(Felippe Hermes, publicado no portal O Antagonista, em 05 janeiro de 2023)
Eduardo Palassin Guinle foi uma das figuras mais emblemáticas do embrionário capitalismo brasileiro. Meio gaúcho, meio francês e meio carioca, o empresário foi um industrialista, empreiteiro e banqueiro.
Sua maior obra, construída com o inseparável sócio, Cândido Gaffrèe, foi a construção do Porto de Santos, uma concessão pública que faria Marcelo Odebrecht morrer de inveja tamanha quantidade de aditivos, incluindo um prazo de vigência de 99 anos sob administração dos Guinle.
Graças ao boom do setor cafeeiro, Santos tornou-se o maior porto do hemisfério Sul, e os Guinle uma das maiores fortunas do país. Seus filhos tornaram-se parte de uma nobreza brasileira, com contribuições de grande porte que vão desde a popularização do futebol no país, um feito que contou com a participação imprescindível de Arnaldo Guinle, o primeiro mecenas da seleção brasileira, a descoberta do petróleo em terras tupiniquins.

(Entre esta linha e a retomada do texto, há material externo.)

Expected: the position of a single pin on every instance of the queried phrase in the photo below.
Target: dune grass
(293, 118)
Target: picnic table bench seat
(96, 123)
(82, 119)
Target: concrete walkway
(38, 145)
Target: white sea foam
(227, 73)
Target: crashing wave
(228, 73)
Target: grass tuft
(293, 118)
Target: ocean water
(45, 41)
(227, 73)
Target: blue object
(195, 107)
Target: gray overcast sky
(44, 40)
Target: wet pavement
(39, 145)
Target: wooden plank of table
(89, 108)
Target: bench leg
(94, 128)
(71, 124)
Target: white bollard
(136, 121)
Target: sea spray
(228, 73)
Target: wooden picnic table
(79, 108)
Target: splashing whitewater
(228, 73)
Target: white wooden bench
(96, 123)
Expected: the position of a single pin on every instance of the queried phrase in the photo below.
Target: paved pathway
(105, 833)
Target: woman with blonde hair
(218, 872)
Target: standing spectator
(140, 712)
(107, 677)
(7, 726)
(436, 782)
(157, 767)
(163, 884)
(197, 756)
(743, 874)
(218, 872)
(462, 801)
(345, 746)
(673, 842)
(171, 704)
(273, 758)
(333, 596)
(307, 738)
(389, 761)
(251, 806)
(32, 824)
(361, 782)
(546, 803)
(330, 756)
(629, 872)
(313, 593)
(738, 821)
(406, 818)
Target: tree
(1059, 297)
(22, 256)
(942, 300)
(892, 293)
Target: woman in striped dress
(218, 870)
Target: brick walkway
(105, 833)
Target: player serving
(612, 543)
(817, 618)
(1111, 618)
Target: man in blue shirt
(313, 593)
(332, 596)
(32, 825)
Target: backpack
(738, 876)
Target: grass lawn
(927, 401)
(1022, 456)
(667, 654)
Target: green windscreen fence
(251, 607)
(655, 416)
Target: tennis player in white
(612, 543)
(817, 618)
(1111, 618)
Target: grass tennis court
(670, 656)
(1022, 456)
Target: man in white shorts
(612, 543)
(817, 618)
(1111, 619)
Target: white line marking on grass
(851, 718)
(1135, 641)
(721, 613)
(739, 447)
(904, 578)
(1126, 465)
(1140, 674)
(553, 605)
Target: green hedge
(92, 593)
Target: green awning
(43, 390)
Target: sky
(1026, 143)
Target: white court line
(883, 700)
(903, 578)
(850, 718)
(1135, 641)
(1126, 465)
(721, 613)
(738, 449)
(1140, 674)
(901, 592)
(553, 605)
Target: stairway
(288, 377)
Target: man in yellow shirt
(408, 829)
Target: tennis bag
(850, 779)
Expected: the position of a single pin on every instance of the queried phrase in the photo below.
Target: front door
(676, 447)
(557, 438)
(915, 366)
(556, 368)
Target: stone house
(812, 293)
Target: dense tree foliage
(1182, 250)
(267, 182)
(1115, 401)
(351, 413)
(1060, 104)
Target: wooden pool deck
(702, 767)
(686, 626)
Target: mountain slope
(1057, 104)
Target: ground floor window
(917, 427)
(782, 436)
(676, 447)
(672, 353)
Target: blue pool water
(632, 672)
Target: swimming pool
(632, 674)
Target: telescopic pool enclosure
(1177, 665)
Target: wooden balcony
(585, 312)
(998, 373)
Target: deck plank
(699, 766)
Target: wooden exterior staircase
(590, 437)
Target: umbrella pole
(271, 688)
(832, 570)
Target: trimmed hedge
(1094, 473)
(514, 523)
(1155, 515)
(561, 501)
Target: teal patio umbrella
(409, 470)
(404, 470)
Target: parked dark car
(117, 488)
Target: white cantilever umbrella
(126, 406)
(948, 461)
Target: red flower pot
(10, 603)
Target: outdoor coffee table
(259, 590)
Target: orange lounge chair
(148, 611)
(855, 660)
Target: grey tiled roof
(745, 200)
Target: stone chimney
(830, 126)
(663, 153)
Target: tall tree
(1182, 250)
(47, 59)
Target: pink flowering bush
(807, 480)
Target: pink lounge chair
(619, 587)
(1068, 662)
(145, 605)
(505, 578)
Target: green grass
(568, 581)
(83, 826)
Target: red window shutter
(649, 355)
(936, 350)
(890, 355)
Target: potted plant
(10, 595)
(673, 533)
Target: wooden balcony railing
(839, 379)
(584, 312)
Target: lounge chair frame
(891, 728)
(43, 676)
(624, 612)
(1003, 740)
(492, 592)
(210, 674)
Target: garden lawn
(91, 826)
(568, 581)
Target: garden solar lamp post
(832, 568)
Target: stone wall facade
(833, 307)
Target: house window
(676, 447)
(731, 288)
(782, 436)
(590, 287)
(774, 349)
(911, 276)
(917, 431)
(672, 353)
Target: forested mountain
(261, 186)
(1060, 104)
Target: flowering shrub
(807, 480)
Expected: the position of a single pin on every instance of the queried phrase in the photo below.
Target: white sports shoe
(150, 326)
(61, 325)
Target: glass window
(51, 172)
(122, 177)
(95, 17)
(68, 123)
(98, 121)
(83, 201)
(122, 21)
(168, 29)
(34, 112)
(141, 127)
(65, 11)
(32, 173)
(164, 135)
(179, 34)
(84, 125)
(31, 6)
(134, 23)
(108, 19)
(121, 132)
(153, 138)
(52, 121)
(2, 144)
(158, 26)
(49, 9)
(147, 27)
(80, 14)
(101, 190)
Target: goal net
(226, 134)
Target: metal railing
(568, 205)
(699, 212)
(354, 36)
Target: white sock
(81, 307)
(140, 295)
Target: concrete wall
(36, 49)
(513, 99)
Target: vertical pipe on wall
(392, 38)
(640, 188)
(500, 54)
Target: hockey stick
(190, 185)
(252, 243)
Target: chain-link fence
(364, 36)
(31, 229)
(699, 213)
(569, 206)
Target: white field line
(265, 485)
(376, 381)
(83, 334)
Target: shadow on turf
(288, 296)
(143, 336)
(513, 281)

O primeiro campo brasileiro foi descoberto em Lobato, na Bahia. Um empreendimento financiado por Guilherme Guinle.
A descoberta, fruto de uma campanha intensiva que contou com figuras como Monteiro Lobato, foi um marco para o país, em especial, pois animou Getúlio Vargas a criar anos mais tarde uma estatal monopolista no setor.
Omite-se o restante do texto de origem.